Similar secrecy surrounds the NYPD’s use of face recognition. The country’s largest police department won’t say how many people are in its face database, but disclosures through an ongoing lawsuit brought by the Center on Privacy and Technology have hinted that anyone arrested since 2011 is in a database. The center has submitted requests for information on law enforcement’s use of facial recognition across the country.
“We are only now discovering how much this technology is being used by agencies around the state,” says Andy Thomas, a public defender in Florida whose office is representing Lynch in his appeal.

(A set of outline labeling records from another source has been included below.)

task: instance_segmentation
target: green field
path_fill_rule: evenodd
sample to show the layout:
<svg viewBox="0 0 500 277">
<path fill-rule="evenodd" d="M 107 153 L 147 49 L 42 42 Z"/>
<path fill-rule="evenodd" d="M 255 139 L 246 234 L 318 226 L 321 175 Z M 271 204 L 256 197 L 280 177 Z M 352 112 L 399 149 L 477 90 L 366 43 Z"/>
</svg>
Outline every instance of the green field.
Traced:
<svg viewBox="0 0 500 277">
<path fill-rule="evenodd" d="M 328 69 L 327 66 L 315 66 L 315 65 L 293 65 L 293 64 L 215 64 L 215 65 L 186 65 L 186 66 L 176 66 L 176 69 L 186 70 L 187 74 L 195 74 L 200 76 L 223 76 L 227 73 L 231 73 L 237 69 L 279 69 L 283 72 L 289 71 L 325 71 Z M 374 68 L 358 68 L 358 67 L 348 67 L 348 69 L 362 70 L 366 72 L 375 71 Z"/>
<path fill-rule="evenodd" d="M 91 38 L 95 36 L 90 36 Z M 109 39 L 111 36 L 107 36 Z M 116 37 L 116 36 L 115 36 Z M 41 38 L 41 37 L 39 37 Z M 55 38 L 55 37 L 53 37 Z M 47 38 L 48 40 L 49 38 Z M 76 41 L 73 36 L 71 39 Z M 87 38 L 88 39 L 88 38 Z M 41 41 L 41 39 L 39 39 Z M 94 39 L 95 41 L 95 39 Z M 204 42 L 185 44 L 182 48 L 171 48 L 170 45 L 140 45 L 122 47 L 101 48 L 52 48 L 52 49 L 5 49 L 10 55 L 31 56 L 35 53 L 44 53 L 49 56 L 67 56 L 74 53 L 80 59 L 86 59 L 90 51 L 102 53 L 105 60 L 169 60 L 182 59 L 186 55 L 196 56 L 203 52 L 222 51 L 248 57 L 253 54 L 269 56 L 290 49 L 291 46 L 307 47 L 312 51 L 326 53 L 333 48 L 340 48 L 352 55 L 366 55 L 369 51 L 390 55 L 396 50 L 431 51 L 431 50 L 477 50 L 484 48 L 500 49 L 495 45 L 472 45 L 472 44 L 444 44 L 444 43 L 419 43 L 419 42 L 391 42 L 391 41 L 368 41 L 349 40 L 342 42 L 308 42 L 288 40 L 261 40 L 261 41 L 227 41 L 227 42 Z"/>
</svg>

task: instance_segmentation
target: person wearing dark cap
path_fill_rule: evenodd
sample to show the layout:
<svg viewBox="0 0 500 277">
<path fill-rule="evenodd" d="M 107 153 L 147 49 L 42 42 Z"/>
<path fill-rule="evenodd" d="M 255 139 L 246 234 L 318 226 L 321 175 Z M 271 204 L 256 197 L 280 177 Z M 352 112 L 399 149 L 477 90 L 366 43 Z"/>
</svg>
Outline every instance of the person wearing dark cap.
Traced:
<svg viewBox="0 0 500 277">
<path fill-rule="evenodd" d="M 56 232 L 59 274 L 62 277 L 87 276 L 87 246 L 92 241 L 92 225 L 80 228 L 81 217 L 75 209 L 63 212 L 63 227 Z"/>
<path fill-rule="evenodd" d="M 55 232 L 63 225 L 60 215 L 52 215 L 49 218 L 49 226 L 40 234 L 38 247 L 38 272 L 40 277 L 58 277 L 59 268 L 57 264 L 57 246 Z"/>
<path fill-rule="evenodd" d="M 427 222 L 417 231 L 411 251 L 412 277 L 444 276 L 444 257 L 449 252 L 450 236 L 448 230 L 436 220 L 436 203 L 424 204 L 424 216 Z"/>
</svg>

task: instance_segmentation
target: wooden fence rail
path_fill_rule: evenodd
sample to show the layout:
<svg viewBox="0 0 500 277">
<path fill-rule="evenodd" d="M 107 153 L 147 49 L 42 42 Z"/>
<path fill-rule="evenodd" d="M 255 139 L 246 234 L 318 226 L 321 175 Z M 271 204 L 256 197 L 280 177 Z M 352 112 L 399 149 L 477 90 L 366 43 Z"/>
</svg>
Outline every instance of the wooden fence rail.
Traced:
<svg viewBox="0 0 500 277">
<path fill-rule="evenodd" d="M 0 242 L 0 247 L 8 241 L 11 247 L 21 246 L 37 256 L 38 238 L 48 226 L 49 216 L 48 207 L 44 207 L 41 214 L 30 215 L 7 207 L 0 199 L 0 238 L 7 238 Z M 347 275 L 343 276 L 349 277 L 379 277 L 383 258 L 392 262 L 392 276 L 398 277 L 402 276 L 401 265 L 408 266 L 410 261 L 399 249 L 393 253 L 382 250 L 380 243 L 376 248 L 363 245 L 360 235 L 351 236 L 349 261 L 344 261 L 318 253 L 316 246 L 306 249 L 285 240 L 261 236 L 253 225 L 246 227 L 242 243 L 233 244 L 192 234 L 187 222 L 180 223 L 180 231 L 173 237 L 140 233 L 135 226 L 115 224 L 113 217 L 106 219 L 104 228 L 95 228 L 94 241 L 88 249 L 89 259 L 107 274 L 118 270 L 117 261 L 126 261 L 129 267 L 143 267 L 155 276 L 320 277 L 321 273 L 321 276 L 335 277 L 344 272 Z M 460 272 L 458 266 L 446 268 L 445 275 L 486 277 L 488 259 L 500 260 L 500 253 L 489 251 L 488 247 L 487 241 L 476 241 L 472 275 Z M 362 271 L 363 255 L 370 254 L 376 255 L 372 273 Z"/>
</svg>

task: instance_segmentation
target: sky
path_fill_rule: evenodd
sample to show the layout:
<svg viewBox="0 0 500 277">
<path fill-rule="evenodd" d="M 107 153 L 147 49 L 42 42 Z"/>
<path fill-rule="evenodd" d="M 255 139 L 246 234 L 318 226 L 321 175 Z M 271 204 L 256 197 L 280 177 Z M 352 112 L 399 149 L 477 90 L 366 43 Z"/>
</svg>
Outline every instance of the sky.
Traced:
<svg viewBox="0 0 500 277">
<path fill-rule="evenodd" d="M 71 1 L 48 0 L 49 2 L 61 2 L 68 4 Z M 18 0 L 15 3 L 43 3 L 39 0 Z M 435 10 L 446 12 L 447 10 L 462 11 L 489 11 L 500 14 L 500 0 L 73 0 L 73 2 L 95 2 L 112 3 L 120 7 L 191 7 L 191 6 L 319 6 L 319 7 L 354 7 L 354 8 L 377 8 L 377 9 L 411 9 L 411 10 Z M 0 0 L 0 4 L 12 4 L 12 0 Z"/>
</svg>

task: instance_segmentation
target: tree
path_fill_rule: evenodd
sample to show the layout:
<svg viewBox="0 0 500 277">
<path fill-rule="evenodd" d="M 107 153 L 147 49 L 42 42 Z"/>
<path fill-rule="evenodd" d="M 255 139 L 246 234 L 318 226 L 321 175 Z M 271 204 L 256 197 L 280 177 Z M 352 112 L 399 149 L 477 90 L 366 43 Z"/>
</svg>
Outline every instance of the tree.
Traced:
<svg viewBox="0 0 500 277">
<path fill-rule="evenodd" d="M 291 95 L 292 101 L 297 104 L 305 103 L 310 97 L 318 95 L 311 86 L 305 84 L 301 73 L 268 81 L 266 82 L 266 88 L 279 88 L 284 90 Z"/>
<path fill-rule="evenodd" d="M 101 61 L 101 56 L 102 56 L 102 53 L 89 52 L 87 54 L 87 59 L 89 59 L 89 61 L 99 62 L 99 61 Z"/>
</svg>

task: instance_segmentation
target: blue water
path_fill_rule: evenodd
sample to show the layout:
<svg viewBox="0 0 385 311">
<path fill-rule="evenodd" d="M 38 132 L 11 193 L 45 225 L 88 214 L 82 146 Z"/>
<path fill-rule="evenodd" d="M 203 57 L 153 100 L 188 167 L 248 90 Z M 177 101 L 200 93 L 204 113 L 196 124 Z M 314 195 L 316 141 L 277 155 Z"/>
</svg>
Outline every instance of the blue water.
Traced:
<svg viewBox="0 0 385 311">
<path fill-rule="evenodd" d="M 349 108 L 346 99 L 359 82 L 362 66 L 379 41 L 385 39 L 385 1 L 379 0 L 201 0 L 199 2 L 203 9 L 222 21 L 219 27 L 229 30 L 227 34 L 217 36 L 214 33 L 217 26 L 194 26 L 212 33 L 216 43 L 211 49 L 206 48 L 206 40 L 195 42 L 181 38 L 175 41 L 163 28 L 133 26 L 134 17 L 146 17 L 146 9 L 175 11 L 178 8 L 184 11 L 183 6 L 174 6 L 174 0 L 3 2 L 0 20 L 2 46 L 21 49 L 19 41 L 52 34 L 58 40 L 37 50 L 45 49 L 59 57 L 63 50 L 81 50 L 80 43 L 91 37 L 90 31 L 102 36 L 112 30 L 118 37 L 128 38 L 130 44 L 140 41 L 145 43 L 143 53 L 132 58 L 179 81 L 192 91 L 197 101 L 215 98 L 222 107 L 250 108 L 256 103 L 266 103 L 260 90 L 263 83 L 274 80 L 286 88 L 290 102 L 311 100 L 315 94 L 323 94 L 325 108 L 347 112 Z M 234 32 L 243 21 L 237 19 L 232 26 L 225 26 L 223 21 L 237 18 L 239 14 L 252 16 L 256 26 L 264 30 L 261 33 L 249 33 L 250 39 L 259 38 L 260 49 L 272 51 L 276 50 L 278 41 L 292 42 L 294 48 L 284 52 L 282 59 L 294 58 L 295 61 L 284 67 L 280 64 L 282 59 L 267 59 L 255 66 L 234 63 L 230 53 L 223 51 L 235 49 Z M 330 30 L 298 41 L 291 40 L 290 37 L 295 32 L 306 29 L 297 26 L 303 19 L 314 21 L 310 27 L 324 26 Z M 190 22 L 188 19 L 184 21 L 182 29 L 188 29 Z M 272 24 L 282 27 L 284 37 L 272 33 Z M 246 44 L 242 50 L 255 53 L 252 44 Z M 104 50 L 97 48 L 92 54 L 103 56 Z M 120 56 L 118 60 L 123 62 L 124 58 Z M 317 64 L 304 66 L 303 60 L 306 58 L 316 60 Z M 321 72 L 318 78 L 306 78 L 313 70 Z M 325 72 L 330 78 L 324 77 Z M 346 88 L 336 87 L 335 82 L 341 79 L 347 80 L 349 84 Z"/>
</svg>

Those error-prone results get even dicier when the suspect is black, as Willie Lynch is. An often-cited 2012 study that used mugshots from the Pinellas County database found one face-recognition algorithm failed nearly twice as often when analyzing photos of black people compared to white people. Black people make up a disproportionate number of mugshots in police databases, driving up the possibility for error and wrongful imprisonment.
In Lynch’s case, the database returned four other matches, in addition to his photo. Court records show that a Yelp-like star system ranked each one. “It’s like we’re rating the likelihood this person is a crack seller,” says Thomas.
Jacksonville Sheriff’s Office analyst Celbrica Tenah picked Lynch as the suspect. She testified that she didn’t know the maximum number of stars a possible match could have, according to court papers. “I can’t speak to the algorithms about how it puts one, two, three, four, five but it does from my understanding arrange the photos based on what’s most (alike) to the photo that you uploaded,” she said.
That still leaves plenty of room for fudging results. One striking example of the technology’s flexible standards came in an interview with Roger Rodriguez, a retired NYPD detective. He told Forensic Magazine last year that, under the current system, an investigator can take an image of a suspect with his eyes closed and then paste the eyes of someone else in the hopes of obtaining a match. “When you (edit an image), an analyst is giving that photo a second opportunity to return a match,” Rodriguez said. “That is where the NYPD paved the way in their thinking. We focused on enhancing tools and giving photos a second opportunity, so that’s where the art comes in.”
Rep. Ted Lieu, D-Calif., said that needs to change. “There are questions about whether current facial recognition technology can accurately identify people of color, which opens up a whole host of concerns around bias and profiling,” Lieu said in a statement. “It’s a legal and ethical issue with major privacy implications that we’re contending with here in Congress.”